16.For a positive integer $n$, let $P_n$ denote the space of all polynimials $p(x)$ with coefficients in $\mathbb{R}$ such that $\deg p(x) \leq n$, and let $B_n$ denote the standard basis of $P_n$ given by $B_n=\{1,x,x^2,\cdots , x^n\}$. If $T:P_3 \rightarrow P_4$ is the linear transformation defined by $T(p(x))=x^2p'(x)+\int_0^x p(t)dt$ and $A=(a_{ij})$ is the $5\times 4$ matrix of $T$ with respect of standard bases $B_3$ and $B_4$, then

• $a_{32}=\frac{3}{2},a_{33}=\frac{7}{3}$
• $a_{32}=\frac{3}{2},a_{33}=0$
• $a_{32}=0,a_{33}=\frac{7}{3}$
• $a_{32}=0,a_{33}=0$

Solution: $T(1)=x^2p'(1)+\int_0^x p(1)dt=x=1\times 0+1\times x\cdots x^n\times 0$

$T(x)=x^2p'(x)+\int_0^x p(x)dt=x=1\times 0+0\times x+\frac{3}{2} x^2\cdots x^n\times 0$

$T(x^2)=x^2p'(x^2)+\int_0^x p(x^2)dt=x=1\times 0+0\times x+0\times x^2+\frac{7}{3}x^3\cdots x^n\times 0$

So first three column of the matrix of transformation is:

$\begin{pmatrix}0&0&0&\cdots\\1&0&0&\cdots\\0&\frac{3}{2}&0&\cdots\\0&0&\frac{7}{3}&\cdots\\\cdots&\cdots&\cdots\\\cdots&\cdots&\cdots\end{pmatrix}$

clearly, $a_{32}=\frac{3}{2},a_{33}=0$.

2nd option is correct.

17. A linear operator  $T$ on complex vector space  $V$ has characteristic polynomial  $x^3(x-5)^2$ and minimal polynomials  $x^2(x-5)$.

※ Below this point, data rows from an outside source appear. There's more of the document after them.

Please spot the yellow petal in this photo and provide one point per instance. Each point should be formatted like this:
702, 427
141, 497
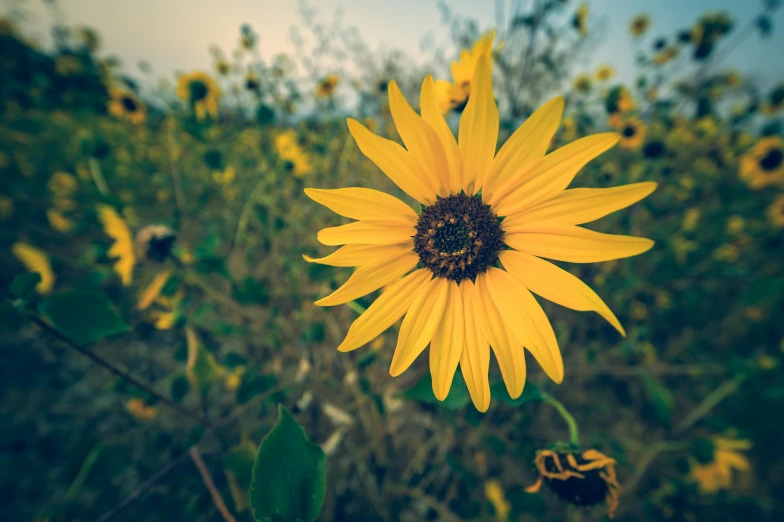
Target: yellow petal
394, 161
528, 143
552, 175
432, 113
576, 245
358, 254
508, 351
362, 203
555, 284
367, 232
420, 140
475, 359
525, 319
419, 325
447, 343
478, 128
369, 278
385, 311
581, 205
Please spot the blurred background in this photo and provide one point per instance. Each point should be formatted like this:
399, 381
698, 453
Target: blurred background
152, 161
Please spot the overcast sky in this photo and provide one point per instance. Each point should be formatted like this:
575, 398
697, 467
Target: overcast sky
175, 34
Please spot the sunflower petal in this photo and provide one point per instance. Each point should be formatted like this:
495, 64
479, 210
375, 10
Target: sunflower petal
576, 244
385, 311
447, 344
557, 285
509, 353
475, 358
553, 174
478, 132
526, 320
363, 203
581, 205
369, 278
367, 232
358, 254
394, 161
530, 141
419, 325
420, 139
432, 112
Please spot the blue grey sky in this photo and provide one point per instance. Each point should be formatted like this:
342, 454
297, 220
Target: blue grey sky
175, 34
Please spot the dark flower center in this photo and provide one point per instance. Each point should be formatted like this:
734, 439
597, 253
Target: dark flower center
458, 237
198, 90
772, 160
129, 104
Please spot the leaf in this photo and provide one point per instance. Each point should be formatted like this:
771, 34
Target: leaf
238, 462
531, 393
289, 474
422, 391
23, 285
83, 316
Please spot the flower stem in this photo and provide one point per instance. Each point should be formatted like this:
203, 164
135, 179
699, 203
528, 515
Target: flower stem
574, 432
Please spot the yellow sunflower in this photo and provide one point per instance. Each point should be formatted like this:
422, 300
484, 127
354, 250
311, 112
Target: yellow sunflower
124, 104
639, 24
632, 133
479, 209
716, 474
453, 95
763, 165
114, 226
200, 91
326, 87
35, 260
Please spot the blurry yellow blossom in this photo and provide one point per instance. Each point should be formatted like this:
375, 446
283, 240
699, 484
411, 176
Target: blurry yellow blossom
35, 260
122, 249
716, 474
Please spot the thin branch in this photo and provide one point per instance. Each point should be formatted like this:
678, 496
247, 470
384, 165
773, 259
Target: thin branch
217, 499
120, 373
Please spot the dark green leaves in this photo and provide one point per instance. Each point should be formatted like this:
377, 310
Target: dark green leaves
289, 476
83, 316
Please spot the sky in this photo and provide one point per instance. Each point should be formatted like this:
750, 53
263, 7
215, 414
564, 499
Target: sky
175, 35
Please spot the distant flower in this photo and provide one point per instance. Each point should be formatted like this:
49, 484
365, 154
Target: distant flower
122, 250
35, 260
582, 479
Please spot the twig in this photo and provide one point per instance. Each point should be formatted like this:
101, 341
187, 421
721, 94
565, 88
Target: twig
119, 373
217, 499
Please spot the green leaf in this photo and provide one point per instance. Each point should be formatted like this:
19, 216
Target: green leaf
422, 391
531, 393
238, 462
24, 285
289, 476
83, 316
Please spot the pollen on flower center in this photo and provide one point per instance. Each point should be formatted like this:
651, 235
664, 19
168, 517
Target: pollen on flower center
458, 237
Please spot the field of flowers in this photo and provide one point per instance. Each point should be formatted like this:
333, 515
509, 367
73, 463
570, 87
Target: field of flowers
162, 246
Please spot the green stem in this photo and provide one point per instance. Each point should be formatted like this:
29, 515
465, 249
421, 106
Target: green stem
574, 432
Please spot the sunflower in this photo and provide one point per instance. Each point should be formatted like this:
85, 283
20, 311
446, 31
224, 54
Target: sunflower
200, 91
114, 226
604, 73
639, 24
763, 165
124, 104
582, 479
776, 212
326, 87
35, 260
580, 20
723, 456
453, 95
632, 133
458, 298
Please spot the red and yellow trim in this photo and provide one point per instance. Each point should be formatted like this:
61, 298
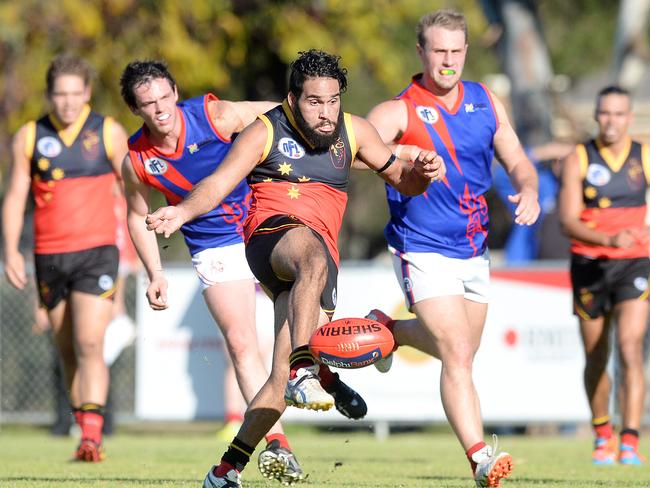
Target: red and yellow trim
30, 139
645, 161
352, 138
269, 136
583, 160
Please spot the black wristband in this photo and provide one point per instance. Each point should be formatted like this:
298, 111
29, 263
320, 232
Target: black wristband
390, 161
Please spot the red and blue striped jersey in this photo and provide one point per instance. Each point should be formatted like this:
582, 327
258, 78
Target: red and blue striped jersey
451, 217
200, 150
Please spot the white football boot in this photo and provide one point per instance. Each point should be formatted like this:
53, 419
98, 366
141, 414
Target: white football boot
305, 391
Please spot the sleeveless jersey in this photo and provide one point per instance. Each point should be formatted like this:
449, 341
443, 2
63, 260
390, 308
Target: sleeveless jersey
294, 179
451, 217
614, 196
73, 183
200, 150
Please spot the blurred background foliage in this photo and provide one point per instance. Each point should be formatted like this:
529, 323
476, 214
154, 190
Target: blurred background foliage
240, 50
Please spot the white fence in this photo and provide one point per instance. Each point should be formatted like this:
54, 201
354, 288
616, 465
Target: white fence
529, 367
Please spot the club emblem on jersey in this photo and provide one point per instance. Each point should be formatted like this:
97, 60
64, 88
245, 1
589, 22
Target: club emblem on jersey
337, 154
49, 147
290, 148
155, 166
598, 175
89, 145
428, 115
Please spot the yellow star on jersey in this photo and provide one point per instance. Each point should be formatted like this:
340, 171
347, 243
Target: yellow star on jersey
285, 169
604, 202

Choose all correct options.

• The Jordan form of  $T$ is uniquely determined by the given information.
• There are exactly  $2$  Jordan blocks in the Jordan decomposition of  $T$.
• The operator induced by  $T$ on the quotient space  $V/\ker (T-5I)$ is nilpotent, where  $I$ is the identity operator.
• The operator induced by  $T$ on the quotient space  $V/\ker (T-5I)$ is scaler multiple of the identity operator.

Solution:

Minimal Polynomial is =$x^2(x-5)$.

SO, Jordan canonical form is:

$\begin{pmatrix} 0&1&0&0&0\\0&0&0&0&0\\0&0&0&0&0\\0&0&0&5&0\\0&0&0&0&5\end{pmatrix}$

It's unique upto order of Jordan blocks.

Since, From minimal polynomial It is clear that there exists a Jordan block of order $2\times 2$ corresponding to $0$. So, $1$ zero which is remaining can occur in only 1 way. Similar argument for $5$.

Now, since all eigenvalues of the operator induced by  $T$ on the quotient space  $V/\ker (T-5I)$ is $0$

So, It is Nilpotent.

So, $1$ and $3$ options are correct.